COVID-19 immunity: what we're learning and what we still need to figure out
The coronavirus’ unusual effect on the immune system may complicate vaccine development
When we look for our way out of this pandemic, every safe exit route involves the immune system. Either we'll fight off the virus, and generate immunity, or researchers will develop a vaccine that will provide immunity.
But the more we learn about this coronavirus, the more perilous our road may be to get to these safe exit routes.
According to McMaster University immunologist Dawn Bowdish, research on how our immune system responds to other coronaviruses suggests that a vaccine or exposure to the virus may not provide the kind of lifelong immunity we get with the chickenpox vaccine.
"What we expect based on what we've learned from other related viruses like SARS and MERS is that the immune response will likely fade," she told Quirks & Quarks' host Bob McDonald.
The durability of immunity is critical to understand so we can know when it's safe for recovered individuals to go back to work, especially if they're on the front lines. It's also going to be essential for vaccine research so we can understand how long we might be protected.
But there are paradoxes appearing as we understand more about how we respond to this coronavirus. For one thing Bowdish said the strength of immune response in patients who died from COVID-19 looks very similar to the response in those who lived.
"They had the same levels of antibodies, which are one feature that generally gets rid of a virus, but they also have one major difference in their immune response," she cautioned.
Immune cells going where they don't belong
Scientists studying autopsy samples from people who died from COVID-19 found that an important set of immune cells is active — but possibly in the wrong place. These are T cells which are part of the adaptive immune system that can learn to recognize and attack viruses with great precision.
"It looks — to all the world — that those cells are ending up in the lungs and helping clog the air exchange in the lungs," said Bowdish.
"If these T cells get inappropriately activated, they sort of lose their precision and so there is a lot of collateral damage. And that looks like it might be part of the problem in this infection," added Bowdish.
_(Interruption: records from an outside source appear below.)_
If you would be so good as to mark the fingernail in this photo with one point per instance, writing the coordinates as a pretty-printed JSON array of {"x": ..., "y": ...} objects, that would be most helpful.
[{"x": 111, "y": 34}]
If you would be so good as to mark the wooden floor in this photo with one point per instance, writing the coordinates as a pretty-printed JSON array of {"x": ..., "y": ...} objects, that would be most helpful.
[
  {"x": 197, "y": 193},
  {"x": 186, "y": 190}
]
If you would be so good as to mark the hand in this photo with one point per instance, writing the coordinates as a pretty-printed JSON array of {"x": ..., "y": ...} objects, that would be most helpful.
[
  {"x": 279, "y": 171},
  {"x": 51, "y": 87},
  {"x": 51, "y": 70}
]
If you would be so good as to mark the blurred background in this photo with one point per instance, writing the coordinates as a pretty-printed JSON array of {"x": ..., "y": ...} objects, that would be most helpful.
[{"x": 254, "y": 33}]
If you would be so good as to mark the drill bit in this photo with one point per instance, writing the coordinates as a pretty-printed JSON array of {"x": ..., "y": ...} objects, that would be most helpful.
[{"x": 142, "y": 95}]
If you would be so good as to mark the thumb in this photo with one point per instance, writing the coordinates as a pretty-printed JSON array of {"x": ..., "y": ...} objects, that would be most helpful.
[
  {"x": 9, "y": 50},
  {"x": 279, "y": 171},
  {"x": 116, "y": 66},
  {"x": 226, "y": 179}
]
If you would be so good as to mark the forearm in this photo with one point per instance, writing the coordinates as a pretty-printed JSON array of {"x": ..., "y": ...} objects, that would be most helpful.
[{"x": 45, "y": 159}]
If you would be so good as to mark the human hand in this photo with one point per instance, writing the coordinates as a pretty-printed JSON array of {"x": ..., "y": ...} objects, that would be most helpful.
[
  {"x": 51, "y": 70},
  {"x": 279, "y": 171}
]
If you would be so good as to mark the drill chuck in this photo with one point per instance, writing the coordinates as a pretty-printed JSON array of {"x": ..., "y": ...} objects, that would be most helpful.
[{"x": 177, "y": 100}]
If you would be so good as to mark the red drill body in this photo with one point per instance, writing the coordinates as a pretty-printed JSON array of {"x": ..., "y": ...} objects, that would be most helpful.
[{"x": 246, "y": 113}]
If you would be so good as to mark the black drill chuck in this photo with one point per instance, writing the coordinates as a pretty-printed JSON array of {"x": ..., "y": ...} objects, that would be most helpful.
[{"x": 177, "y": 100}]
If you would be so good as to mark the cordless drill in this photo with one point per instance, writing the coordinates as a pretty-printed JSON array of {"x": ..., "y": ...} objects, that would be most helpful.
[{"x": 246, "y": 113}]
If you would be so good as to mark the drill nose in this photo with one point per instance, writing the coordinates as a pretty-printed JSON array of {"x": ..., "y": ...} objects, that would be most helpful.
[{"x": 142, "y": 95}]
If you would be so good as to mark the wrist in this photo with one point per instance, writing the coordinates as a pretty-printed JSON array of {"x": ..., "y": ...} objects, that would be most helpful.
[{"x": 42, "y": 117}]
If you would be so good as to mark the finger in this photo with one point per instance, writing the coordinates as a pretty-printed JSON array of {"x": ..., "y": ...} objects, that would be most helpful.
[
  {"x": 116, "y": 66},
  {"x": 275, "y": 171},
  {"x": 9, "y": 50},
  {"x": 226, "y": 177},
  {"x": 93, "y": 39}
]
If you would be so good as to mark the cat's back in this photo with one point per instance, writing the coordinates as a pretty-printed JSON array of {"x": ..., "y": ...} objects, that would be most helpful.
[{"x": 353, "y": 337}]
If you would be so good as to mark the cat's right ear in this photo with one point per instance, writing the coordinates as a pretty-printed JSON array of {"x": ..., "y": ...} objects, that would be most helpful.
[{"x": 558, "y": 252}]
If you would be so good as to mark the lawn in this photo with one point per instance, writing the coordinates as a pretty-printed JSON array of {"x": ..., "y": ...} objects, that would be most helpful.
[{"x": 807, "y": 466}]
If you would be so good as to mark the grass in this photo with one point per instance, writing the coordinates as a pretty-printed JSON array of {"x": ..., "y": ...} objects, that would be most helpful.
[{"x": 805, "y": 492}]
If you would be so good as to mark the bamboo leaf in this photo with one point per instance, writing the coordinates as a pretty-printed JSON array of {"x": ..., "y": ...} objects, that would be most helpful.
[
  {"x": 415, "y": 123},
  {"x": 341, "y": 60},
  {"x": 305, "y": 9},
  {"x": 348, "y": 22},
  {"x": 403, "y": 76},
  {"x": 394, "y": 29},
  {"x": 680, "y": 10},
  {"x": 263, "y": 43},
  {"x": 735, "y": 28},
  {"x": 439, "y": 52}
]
What this may mean for vaccine development
For years, the focus of most vaccine development was to elicit antibodies that could neutralize viral pathogens by binding to them and preventing them from infecting our cells.
That strategy has worked with many viruses. Tetanus might be a good example as Bowdish expects that vaccine may provide the same type of immunity that we may see with the COVID-coronavirus.
With the Tetanus vaccine, "the antibodies do exactly what they're supposed to do — they bind, they stop the toxin from making us sick."
But at the moment, we still don't know enough about the specific antibody response to the COVID-19 virus to know how well they stick to the virus to prevent them from entering our cells, nor how well they do their job of clearing the virus.
The worry for Bowdish when it comes to our ability to develop a vaccine is that we're dealing with another virus like HIV.
"We actually make tons of antibodies to the HIV virus if we're infected, but none of those cells stick in a way that they stop the virus from infecting," she said about HIV's antibody response, which she called "completely useless."
She's hoping she and other scientists can find a "magic bullet" antibody that will prevent the virus from infecting our cells.